April 14, 2009 at 11:19 am
I love that! Great metaphor! Especially speaking about a time when there were often masquerade balls which were famous for the freedom of hiding behind a mask and letting a little loose, stretching the limits of such strict social regiments. We’re meant to think there’s no more need for these, because socially we are much freer, but people still like the idea of experimenting without consequence, so it simply takes on different forms, like travel (which happens to be part of the idea for my next script) .

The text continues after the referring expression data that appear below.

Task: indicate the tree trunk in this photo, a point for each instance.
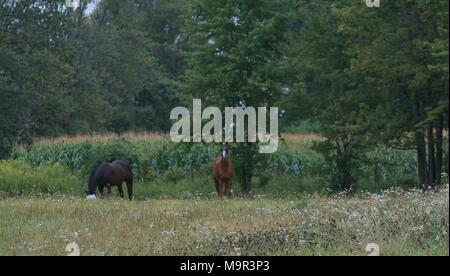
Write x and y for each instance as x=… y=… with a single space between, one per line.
x=439 y=149
x=422 y=159
x=431 y=156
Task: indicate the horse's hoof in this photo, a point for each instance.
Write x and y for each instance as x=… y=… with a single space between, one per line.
x=91 y=197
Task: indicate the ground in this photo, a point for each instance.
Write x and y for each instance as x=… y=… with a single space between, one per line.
x=400 y=223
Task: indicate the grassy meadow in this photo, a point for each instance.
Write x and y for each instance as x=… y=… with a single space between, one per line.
x=291 y=211
x=400 y=223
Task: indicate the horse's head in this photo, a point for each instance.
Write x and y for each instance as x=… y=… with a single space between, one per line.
x=224 y=151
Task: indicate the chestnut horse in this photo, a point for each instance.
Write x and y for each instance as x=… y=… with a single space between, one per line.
x=223 y=172
x=107 y=175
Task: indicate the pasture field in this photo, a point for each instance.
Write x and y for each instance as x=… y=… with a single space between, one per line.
x=400 y=223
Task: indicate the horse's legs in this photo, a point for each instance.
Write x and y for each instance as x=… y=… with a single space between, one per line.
x=119 y=188
x=228 y=185
x=130 y=188
x=101 y=188
x=218 y=187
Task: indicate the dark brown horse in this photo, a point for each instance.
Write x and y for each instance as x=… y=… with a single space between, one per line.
x=107 y=175
x=223 y=172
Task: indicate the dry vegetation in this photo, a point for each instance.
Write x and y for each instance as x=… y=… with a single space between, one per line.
x=402 y=223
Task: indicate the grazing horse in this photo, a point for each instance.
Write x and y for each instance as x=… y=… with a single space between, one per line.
x=223 y=172
x=107 y=175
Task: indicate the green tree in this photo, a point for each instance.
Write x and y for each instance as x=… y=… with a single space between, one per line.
x=401 y=50
x=236 y=49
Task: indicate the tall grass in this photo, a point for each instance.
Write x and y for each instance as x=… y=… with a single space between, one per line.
x=18 y=180
x=294 y=169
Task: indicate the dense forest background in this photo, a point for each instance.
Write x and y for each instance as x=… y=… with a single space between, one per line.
x=362 y=77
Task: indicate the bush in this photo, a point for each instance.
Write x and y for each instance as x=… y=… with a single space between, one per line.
x=19 y=179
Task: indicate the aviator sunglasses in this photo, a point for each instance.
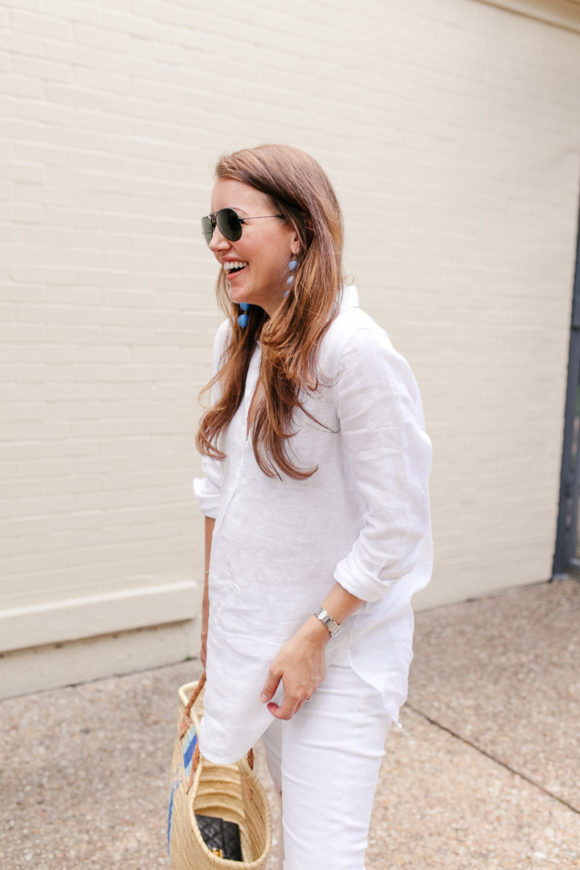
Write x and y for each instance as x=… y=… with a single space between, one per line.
x=229 y=223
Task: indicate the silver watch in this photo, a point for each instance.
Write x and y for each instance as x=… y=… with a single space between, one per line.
x=326 y=619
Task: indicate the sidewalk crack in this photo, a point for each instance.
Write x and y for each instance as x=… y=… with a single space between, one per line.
x=493 y=758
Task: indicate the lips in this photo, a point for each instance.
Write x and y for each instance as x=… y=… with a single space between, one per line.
x=233 y=267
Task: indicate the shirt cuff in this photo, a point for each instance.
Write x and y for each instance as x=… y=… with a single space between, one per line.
x=207 y=495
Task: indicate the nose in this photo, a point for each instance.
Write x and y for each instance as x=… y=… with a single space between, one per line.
x=218 y=242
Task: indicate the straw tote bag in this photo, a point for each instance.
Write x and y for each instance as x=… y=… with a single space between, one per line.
x=231 y=792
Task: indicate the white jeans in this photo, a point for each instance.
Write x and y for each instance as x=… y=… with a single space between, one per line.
x=325 y=761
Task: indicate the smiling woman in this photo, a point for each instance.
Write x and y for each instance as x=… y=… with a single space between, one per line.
x=316 y=504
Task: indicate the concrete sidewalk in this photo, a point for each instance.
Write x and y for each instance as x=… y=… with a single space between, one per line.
x=484 y=774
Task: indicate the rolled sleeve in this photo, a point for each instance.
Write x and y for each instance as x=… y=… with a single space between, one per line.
x=388 y=458
x=208 y=489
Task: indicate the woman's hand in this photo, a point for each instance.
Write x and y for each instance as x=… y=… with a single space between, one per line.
x=301 y=666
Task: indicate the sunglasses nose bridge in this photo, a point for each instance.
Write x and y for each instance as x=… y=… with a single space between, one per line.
x=218 y=241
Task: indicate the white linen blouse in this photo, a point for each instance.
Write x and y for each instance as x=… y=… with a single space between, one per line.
x=279 y=545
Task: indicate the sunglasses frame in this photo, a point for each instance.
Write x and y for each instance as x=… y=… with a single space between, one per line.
x=231 y=235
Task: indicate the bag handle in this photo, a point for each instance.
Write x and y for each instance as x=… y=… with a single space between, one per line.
x=186 y=723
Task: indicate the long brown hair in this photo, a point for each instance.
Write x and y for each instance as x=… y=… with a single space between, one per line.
x=300 y=192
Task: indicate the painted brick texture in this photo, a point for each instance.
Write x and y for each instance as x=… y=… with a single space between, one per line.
x=451 y=132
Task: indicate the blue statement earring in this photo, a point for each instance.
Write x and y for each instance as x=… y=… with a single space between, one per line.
x=291 y=268
x=243 y=318
x=290 y=279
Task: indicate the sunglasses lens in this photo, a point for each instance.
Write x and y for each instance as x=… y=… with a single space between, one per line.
x=229 y=224
x=207 y=228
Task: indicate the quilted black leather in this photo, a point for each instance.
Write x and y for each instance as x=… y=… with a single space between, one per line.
x=221 y=837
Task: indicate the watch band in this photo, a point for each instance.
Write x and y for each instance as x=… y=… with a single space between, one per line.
x=326 y=619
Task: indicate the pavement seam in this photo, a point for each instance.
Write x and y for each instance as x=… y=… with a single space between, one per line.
x=492 y=758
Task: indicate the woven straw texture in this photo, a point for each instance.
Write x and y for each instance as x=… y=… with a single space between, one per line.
x=232 y=792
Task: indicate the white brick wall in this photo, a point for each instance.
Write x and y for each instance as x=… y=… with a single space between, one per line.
x=451 y=131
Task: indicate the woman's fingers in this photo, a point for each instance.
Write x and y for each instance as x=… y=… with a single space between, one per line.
x=270 y=685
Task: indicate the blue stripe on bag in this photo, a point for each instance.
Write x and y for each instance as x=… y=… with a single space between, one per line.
x=188 y=750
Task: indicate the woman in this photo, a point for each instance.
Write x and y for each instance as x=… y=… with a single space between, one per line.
x=316 y=504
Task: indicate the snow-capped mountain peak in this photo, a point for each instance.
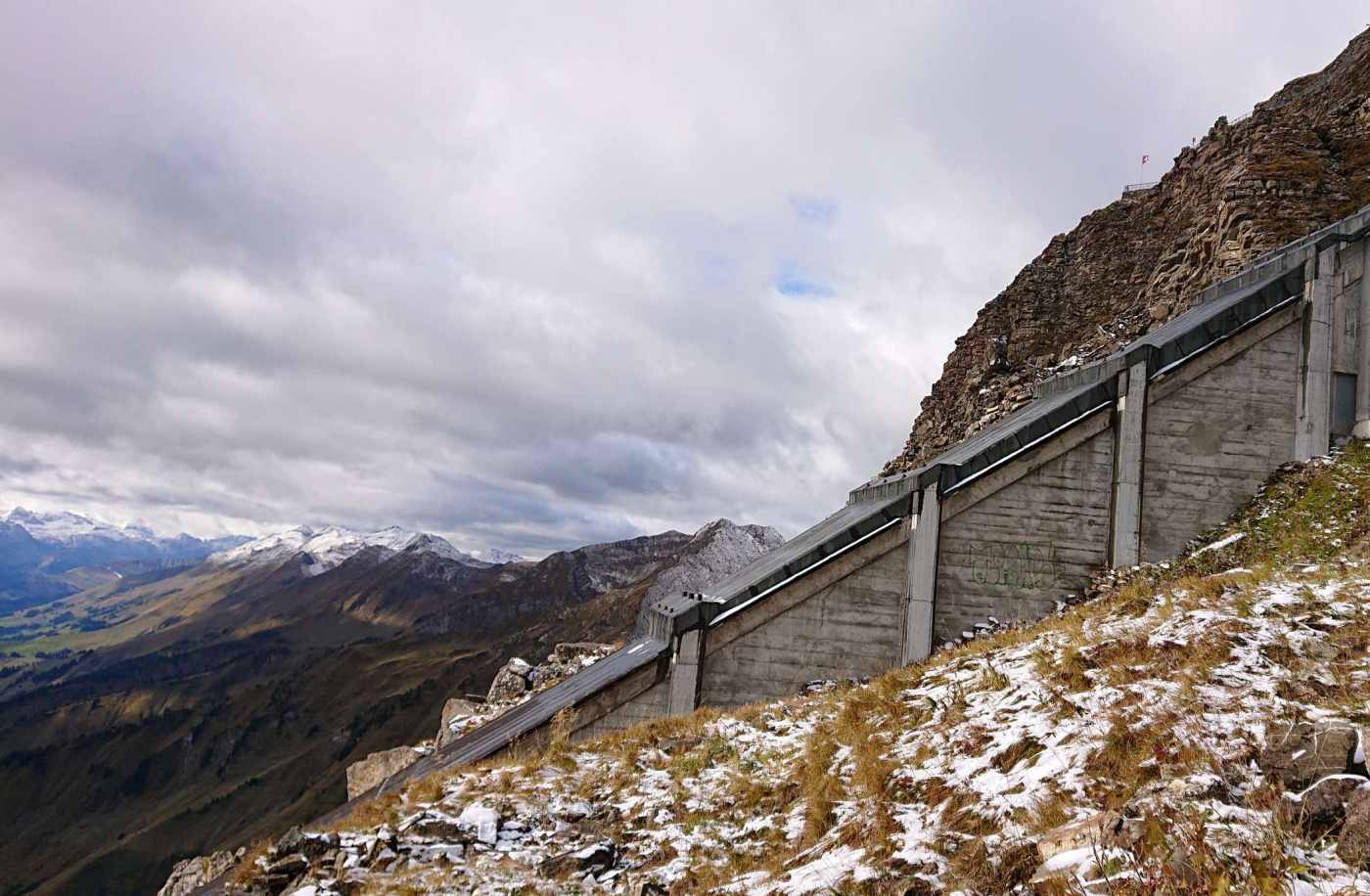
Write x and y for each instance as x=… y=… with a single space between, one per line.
x=325 y=548
x=65 y=526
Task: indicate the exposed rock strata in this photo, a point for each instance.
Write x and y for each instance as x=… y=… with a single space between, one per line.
x=1299 y=161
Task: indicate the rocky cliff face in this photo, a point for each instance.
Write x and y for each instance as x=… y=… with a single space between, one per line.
x=1299 y=161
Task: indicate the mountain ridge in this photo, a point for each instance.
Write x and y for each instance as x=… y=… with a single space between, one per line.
x=1298 y=161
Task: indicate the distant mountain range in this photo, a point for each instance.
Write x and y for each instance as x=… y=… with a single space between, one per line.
x=51 y=555
x=175 y=710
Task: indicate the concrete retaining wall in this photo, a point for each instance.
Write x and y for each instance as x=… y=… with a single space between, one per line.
x=1151 y=459
x=1011 y=554
x=1214 y=437
x=840 y=629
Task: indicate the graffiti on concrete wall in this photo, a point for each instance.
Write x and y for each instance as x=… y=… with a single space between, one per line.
x=1009 y=563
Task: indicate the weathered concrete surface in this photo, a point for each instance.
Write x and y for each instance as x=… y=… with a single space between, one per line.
x=922 y=578
x=685 y=673
x=1212 y=438
x=1014 y=553
x=640 y=697
x=1362 y=292
x=845 y=619
x=1312 y=404
x=1129 y=444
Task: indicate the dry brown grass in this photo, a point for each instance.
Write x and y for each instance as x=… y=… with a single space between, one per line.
x=819 y=784
x=246 y=871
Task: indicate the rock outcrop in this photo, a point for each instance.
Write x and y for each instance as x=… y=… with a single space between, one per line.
x=377 y=768
x=192 y=874
x=1301 y=160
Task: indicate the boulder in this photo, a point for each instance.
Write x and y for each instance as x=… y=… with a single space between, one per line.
x=592 y=859
x=195 y=873
x=370 y=772
x=481 y=821
x=454 y=710
x=1353 y=841
x=1325 y=804
x=572 y=650
x=1096 y=830
x=1298 y=754
x=280 y=874
x=510 y=681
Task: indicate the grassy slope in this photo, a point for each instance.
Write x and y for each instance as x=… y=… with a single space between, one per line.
x=1150 y=697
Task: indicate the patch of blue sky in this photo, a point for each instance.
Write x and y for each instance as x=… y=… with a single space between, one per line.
x=817 y=209
x=798 y=286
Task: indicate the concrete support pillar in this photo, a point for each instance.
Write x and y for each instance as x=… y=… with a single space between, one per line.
x=1362 y=429
x=922 y=577
x=1312 y=433
x=1129 y=445
x=687 y=672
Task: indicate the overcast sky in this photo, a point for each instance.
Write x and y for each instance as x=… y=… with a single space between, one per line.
x=537 y=276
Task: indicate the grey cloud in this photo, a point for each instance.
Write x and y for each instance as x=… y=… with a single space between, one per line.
x=511 y=273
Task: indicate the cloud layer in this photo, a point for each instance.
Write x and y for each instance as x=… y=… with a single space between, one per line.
x=534 y=276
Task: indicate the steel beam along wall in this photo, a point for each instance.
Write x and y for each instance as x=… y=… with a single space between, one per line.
x=1011 y=553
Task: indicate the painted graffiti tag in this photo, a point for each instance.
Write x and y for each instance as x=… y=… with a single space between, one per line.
x=1011 y=564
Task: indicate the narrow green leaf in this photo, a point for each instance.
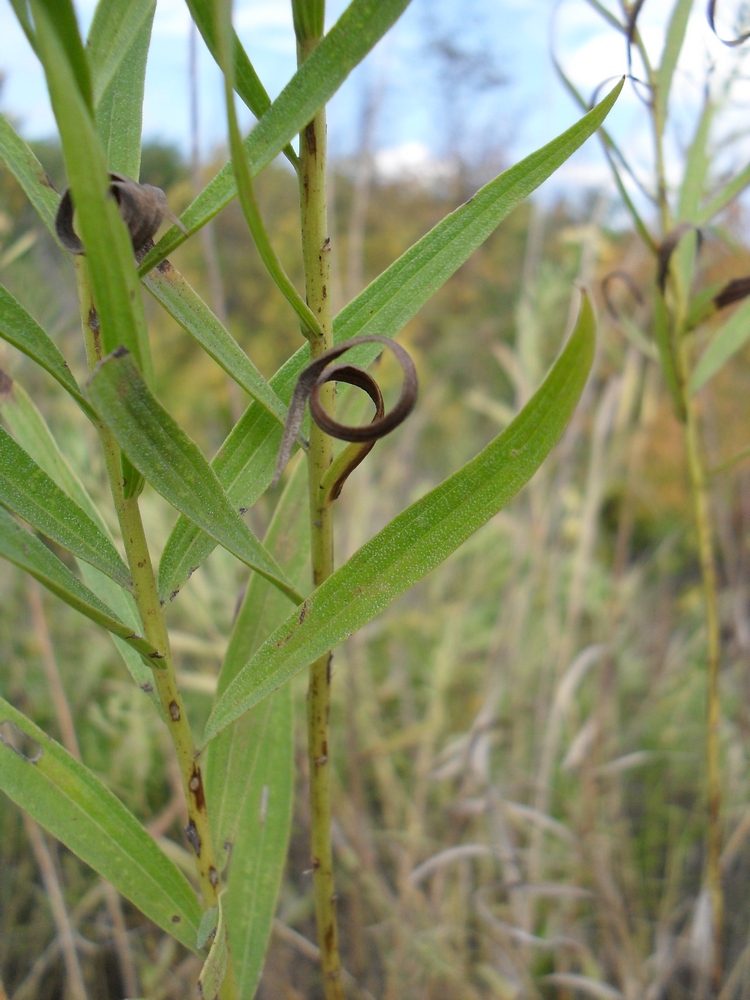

There’s always been that saying about a man having many different faces, and I’m always saying that there’s as many ways to live as there are people in the world. Some of my friends and I combine the two, discussing how we have many versions of ourselves, many sides, that different friends appeal to. We were arguing that this is one reason you shouldn’t assume two separate friends of yours will automatically get along just because they have you in common. They may relate to you for totally different reasons. We also pointed out that this may be one reason monogamy and the concept of true love is so hard. How to find one person who suites all parts of yourself, weather it’s to compliment or provide contrast, and do the work normally done by many.
The best part is those social masks, while often thought of as false, “hiding the real face” may not be masks at all but true faces that appear under different circumstances. People are so multi-layered.
I always loved the bit in “Pride and Prejudice” when Elizabeth introduces Darcy to her Aunt and Uncle Gardner and based on previous experience expects a certain kind of reaction. Then she’s surprised when he is perfectly friendly. The obvious reason that is usually credited is that she has changed him to some extent. While true, another reason is that her Aunt and Uncle, while poor, are socially refined and pleasant. As he has pointed out himself it was not necessarily their lack of fortune but their embarrassing and rude behavior that created his feelings for the rest of her family. That book is so full of depth, in the way Austen could look at a situation from all sides. She would have been a wonderful diplomat.
At one point I sorely wanted to use that scene as inspiration for another “test” in my script. The heroine was going to introduce the hero to a group of eccentric acquaintances with very different views then himself and see how he reacts. Unfortunately, like so many things, the idea had to be cut since it was already running too long.
April 14, 2009 at 4:56 pm
I think that’s so true, Angelique–we’re slightly different people in different parts of life, with different friends, co-workers, acquaintances, family. I don’t think social masks are necessarily a bad thing–they can be precisely what’s needed to get smoothly through a given situation, as I’m sure Mélanie would say. But they do create interesting layers to a scene.
I’ve always thought the scene with Gardners says as much about Elizabeth’s changing views of Darcy as about Darcy’s changing views of Elizabeth. Elizabeth (and the reader) see that Darcy doesn’t judge people based on birth and fortune. I love that whole sequence.